BGH 19.9.2013, IX ZR 4/13Wegen rückständiger Sozialversicherungsbeiträge hatte die Beklagte ohne Erfolg in ein von der B-GmbH (Schuldnerin) unterhaltenes Konto gepfändet. Mangels Zahlung stellte sie im September 2008 gegen die Schuldnerin einen Insolvenzantrag. Aufgrund einer daraufhin von der Schuldnerin auf das Konto bewirkten Einzahlung überwies die Bank die rückständigen Beiträge i.H.v. 831 € an die Beklagte. Diese erklärte ihren Insolvenzantrag für erledigt.

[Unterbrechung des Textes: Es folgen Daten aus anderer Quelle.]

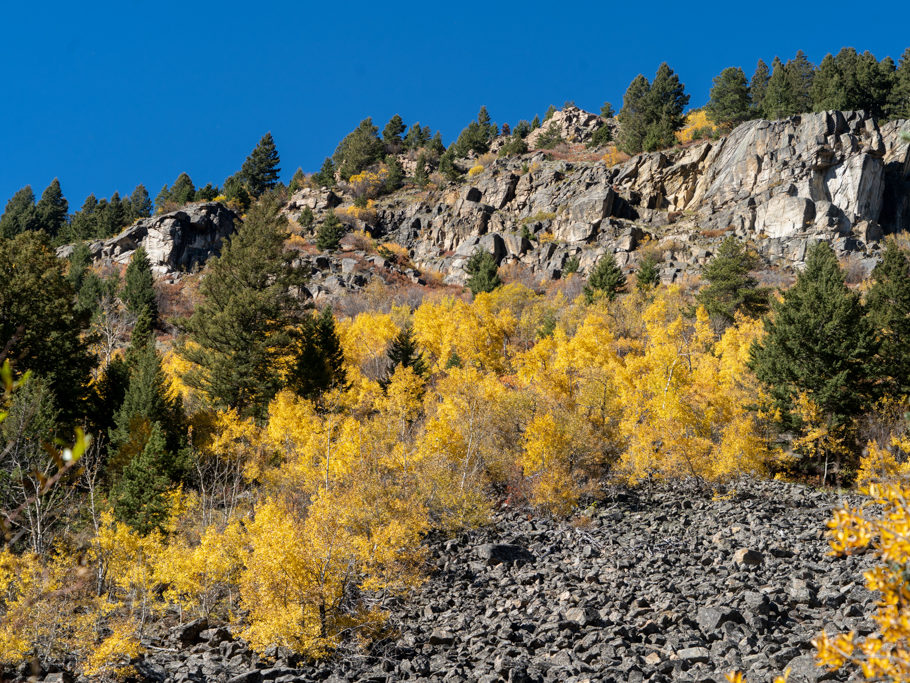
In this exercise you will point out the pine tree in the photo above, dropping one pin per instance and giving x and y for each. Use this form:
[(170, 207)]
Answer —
[(482, 270), (139, 286), (606, 279), (297, 181), (244, 324), (260, 170), (326, 175), (729, 104), (758, 87), (140, 203), (421, 178), (182, 191), (888, 305), (818, 341), (403, 352), (329, 235), (391, 134), (730, 287), (140, 496), (20, 215), (899, 99), (52, 209), (633, 117), (319, 364), (359, 149), (146, 400), (395, 178), (648, 276), (40, 327), (778, 101), (666, 102)]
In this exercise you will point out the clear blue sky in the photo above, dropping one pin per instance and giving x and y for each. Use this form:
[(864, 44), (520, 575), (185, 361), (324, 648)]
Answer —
[(106, 95)]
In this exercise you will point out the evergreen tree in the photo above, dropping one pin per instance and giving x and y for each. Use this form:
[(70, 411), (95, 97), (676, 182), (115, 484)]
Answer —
[(235, 192), (648, 276), (447, 165), (888, 305), (182, 191), (359, 149), (417, 137), (40, 327), (391, 134), (729, 104), (52, 209), (758, 87), (326, 175), (818, 341), (329, 235), (319, 364), (899, 99), (778, 101), (666, 102), (20, 215), (421, 178), (206, 194), (139, 286), (633, 117), (259, 171), (483, 275), (146, 401), (799, 73), (140, 496), (730, 286), (250, 307), (403, 351), (297, 181), (606, 279), (140, 203), (395, 178)]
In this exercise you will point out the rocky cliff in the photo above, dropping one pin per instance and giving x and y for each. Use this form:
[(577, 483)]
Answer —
[(834, 175), (175, 242)]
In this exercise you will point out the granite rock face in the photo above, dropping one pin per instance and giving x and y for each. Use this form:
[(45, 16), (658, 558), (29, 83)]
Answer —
[(179, 241)]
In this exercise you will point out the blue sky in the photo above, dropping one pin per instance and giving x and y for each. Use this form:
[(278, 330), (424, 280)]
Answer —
[(106, 95)]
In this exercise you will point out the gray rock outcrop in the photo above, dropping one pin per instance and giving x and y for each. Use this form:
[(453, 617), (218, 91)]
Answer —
[(178, 241)]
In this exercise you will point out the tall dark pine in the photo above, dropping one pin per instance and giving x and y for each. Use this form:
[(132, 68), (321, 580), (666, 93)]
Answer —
[(20, 214), (888, 304), (260, 170), (606, 279), (729, 104), (730, 286), (139, 286), (245, 324), (52, 209), (818, 341), (403, 352), (319, 364), (758, 86)]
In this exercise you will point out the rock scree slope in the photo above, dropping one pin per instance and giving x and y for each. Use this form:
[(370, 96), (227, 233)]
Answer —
[(671, 585)]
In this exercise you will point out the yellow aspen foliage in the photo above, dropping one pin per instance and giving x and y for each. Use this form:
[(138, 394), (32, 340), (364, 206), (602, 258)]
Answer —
[(110, 659), (459, 451), (364, 340), (881, 464), (684, 409), (200, 575), (478, 332), (296, 579), (882, 524), (48, 607)]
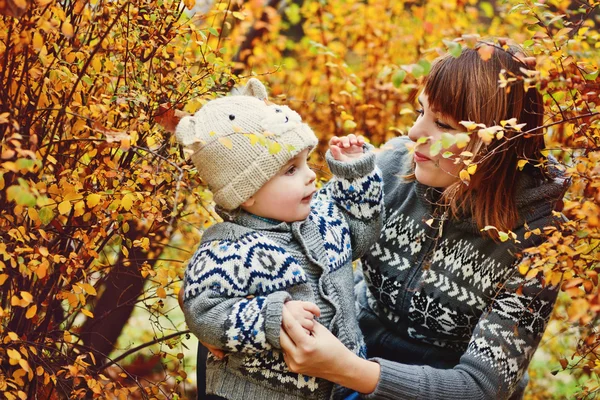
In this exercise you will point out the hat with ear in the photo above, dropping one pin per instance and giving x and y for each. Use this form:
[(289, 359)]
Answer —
[(239, 142)]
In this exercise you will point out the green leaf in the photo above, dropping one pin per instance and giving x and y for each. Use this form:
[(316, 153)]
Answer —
[(426, 66), (487, 8), (20, 196), (417, 71)]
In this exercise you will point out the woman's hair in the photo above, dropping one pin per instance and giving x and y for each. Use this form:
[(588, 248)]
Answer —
[(467, 88)]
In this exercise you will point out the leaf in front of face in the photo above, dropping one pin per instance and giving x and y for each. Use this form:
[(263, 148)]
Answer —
[(435, 148), (448, 140), (462, 139)]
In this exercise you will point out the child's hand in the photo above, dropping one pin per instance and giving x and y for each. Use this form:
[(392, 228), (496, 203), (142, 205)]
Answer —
[(304, 312), (347, 148)]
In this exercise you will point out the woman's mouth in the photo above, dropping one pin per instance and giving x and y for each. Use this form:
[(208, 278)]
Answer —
[(420, 157)]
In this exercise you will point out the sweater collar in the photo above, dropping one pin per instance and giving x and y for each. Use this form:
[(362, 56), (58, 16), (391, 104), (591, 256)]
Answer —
[(256, 222)]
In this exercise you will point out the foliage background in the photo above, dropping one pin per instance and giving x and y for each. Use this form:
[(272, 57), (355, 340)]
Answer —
[(100, 210)]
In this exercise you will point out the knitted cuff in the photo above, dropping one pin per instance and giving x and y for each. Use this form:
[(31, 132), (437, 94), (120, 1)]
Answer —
[(396, 381), (355, 168), (273, 311)]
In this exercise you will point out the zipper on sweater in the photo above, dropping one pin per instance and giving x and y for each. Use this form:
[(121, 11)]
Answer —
[(436, 234)]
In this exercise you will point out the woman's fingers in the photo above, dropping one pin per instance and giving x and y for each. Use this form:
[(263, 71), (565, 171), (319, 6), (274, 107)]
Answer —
[(292, 328), (215, 351)]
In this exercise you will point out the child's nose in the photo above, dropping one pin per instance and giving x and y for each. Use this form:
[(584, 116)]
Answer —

Der Kläger ist Verwalter in dem im Januar 2010 über das Vermögen der B-GmbH eröffneten Insolvenzverfahren. Er verlangte im Wege der Insolvenzanfechtung Erstattung der an die Beklagte bewirkten Zahlung. Das AG wies die Klage ab; das LG gab ihr statt. Die hiergegen gerichtete Revision der Beklagten blieb vor dem BGH erfolglos.
Gründe:
Der geltend gemachte Anfechtungsanspruch war gem. § 133 Abs. 1 S. 1 InsO begründet.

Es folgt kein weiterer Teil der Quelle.